How to: Find list of github repositories that contain a string
The Github web ui search tool, along with its paging, is not ideal for getting a list of repositories containing a given string. The following techniques can help.
The following examples show how to get a list of edx repositories containing the string "edx-drf-extensions".
Github API using Python
This script has the advantage of handling paging in addition to sorting and filtering results. Since the script pages automatically, you may get rate limited with a warning.

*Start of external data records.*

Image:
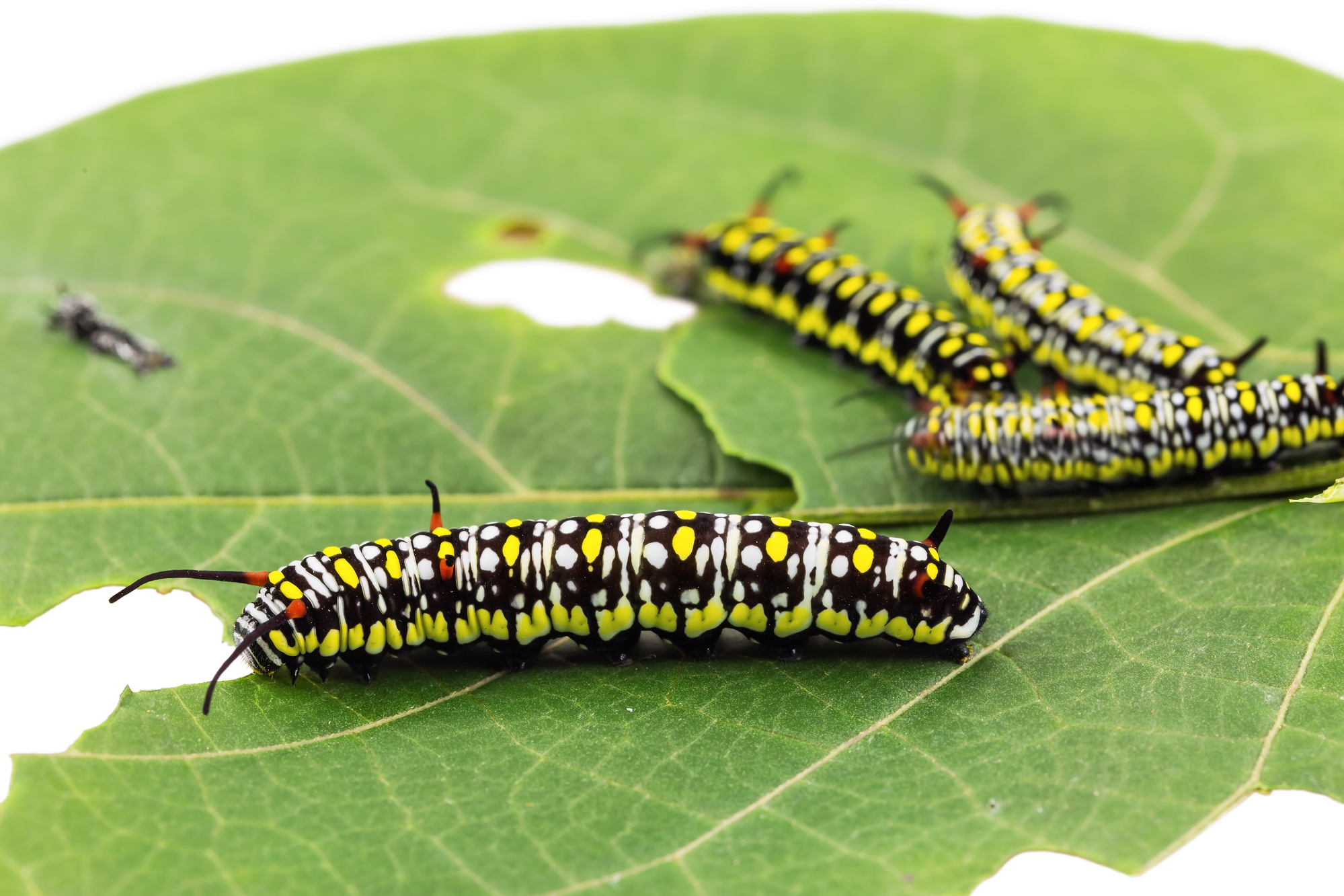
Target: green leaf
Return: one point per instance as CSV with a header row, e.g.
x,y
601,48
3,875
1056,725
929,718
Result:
x,y
285,234
1334,495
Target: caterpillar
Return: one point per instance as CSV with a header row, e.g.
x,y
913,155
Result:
x,y
1140,436
1009,286
77,313
601,581
831,298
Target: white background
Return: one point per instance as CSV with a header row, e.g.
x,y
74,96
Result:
x,y
62,59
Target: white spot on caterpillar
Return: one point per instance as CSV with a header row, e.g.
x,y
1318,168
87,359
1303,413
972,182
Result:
x,y
967,628
655,554
566,557
752,554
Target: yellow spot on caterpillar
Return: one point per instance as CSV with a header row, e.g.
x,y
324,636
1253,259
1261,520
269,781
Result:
x,y
834,622
789,621
377,639
901,629
648,616
936,635
530,628
438,630
282,644
667,618
744,617
683,542
495,626
468,628
346,571
711,617
593,544
871,628
612,622
863,558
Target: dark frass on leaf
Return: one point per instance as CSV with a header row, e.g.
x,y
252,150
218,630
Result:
x,y
77,313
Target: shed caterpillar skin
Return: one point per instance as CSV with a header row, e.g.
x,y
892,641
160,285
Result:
x,y
1142,436
831,298
601,581
1007,285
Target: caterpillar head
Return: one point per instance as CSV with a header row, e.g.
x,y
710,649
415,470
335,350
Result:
x,y
944,609
269,613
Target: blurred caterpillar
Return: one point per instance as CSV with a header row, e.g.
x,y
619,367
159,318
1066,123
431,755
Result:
x,y
1146,434
601,581
831,298
996,269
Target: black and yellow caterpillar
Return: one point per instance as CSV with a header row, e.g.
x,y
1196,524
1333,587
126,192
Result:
x,y
1010,288
600,581
1146,434
831,298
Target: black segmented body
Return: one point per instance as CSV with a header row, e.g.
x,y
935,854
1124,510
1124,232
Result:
x,y
602,581
834,300
1007,285
1143,436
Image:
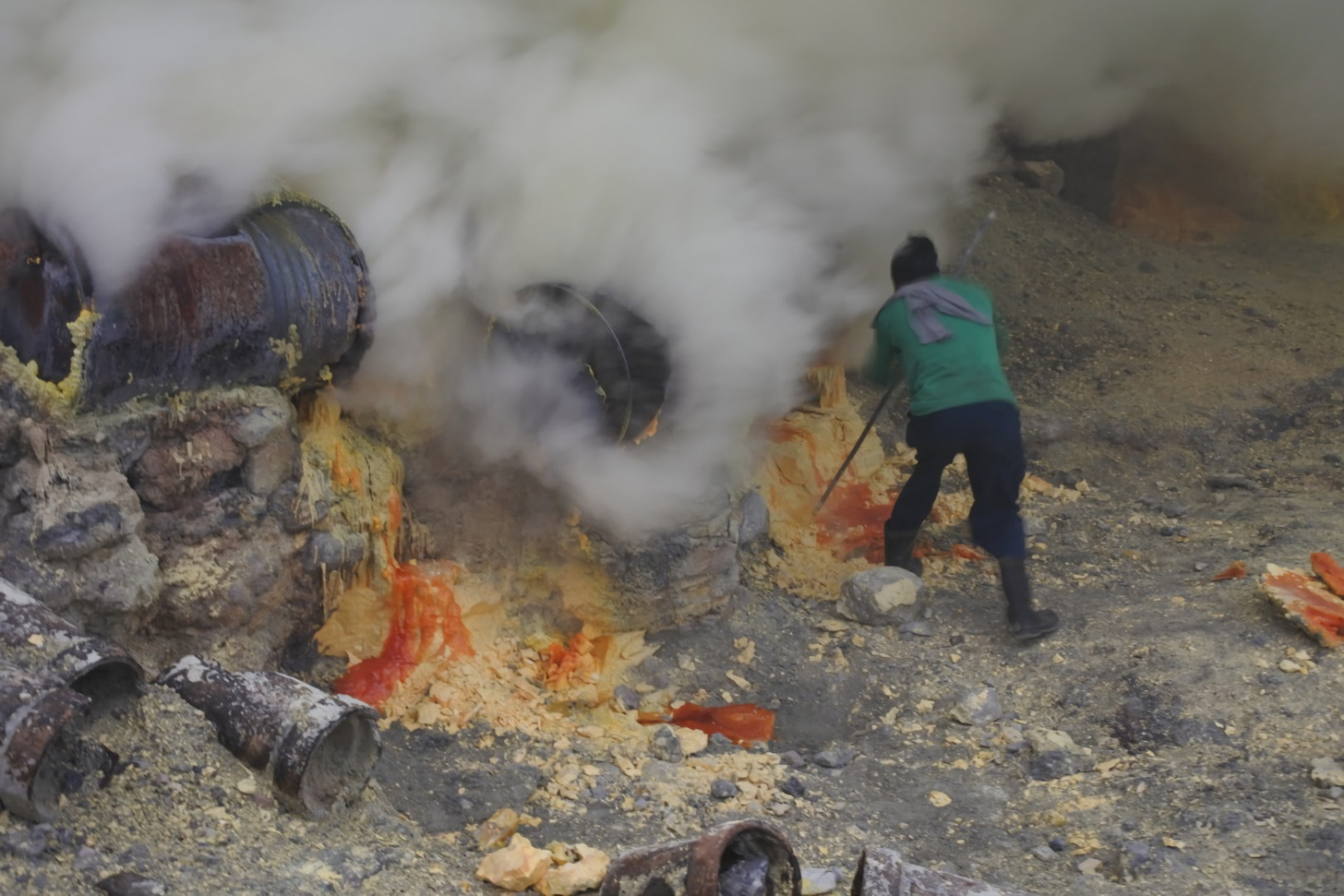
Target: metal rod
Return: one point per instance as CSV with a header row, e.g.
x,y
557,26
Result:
x,y
956,271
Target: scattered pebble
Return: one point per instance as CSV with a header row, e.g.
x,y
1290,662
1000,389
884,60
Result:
x,y
1327,772
977,709
835,758
665,744
130,884
819,880
722,789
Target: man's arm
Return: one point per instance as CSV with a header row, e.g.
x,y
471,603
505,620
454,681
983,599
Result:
x,y
882,367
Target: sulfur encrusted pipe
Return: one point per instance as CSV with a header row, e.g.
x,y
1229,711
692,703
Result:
x,y
319,748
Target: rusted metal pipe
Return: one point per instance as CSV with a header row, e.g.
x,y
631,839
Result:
x,y
281,299
37,640
882,872
696,867
38,713
41,290
319,748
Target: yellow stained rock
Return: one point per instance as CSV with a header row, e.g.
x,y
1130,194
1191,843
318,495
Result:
x,y
516,867
576,878
496,829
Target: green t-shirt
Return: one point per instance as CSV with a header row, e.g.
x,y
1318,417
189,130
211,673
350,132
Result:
x,y
960,370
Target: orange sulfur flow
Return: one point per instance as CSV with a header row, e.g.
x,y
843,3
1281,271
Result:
x,y
1307,603
425,621
743,723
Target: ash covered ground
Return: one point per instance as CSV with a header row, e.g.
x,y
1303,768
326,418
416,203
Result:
x,y
1161,742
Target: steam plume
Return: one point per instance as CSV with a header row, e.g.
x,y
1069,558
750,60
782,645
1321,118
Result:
x,y
737,169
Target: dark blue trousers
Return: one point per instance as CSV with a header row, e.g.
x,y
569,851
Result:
x,y
990,436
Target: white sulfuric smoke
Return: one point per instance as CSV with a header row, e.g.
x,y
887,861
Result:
x,y
738,169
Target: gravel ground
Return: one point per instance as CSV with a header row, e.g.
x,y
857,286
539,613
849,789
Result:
x,y
1161,742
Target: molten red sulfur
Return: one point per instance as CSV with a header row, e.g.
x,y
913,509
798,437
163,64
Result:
x,y
425,620
1332,575
1322,613
852,520
561,660
743,723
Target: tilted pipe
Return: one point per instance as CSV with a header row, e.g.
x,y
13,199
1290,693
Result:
x,y
702,867
281,299
882,872
319,748
37,640
38,715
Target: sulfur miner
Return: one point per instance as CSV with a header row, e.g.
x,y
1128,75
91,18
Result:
x,y
947,338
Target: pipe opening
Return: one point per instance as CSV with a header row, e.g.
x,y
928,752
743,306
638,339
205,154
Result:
x,y
110,685
340,765
41,292
620,363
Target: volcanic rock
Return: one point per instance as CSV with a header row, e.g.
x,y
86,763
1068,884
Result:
x,y
723,789
665,744
977,709
516,867
886,596
1327,772
1040,175
576,876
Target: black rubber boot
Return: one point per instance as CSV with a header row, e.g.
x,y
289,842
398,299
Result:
x,y
1025,621
899,550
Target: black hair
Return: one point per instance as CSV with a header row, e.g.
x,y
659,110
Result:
x,y
916,260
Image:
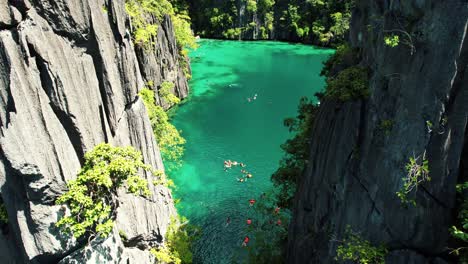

In a virtualenv, pip install PyGithub:
# Also see https://pygithub.readthedocs.io/en/latest/introduction.html pip install PyGithub
Use a simple script like the following:
#!/usr/bin/python from github import Github # Set this to a personal access token. # - Select "repo" for the oauth scopes. # See https://help.github.com/articles/creating-a-personal-access-token-for-the-command-line/ g = Github('REPLACE_WITH_YOUR_ACCESS_TOKEN') repositories = set() # Note: Gets rate limited and fails if too many hits content_files = g.search_code(query='org:edx edx-drf-extensions') for content in content_files: repositories.add(content.repository.full_name) rate_limit = g.get_rate_limit() if rate_limit.search.remaining == 0: print('WARNING: Rate limit on searching was reached. Results are incomplete.') break for repo in sorted(repositories): print(repo) rate_limit = g.get_rate_limit() print('Search rate limit:') print(rate_limit.search)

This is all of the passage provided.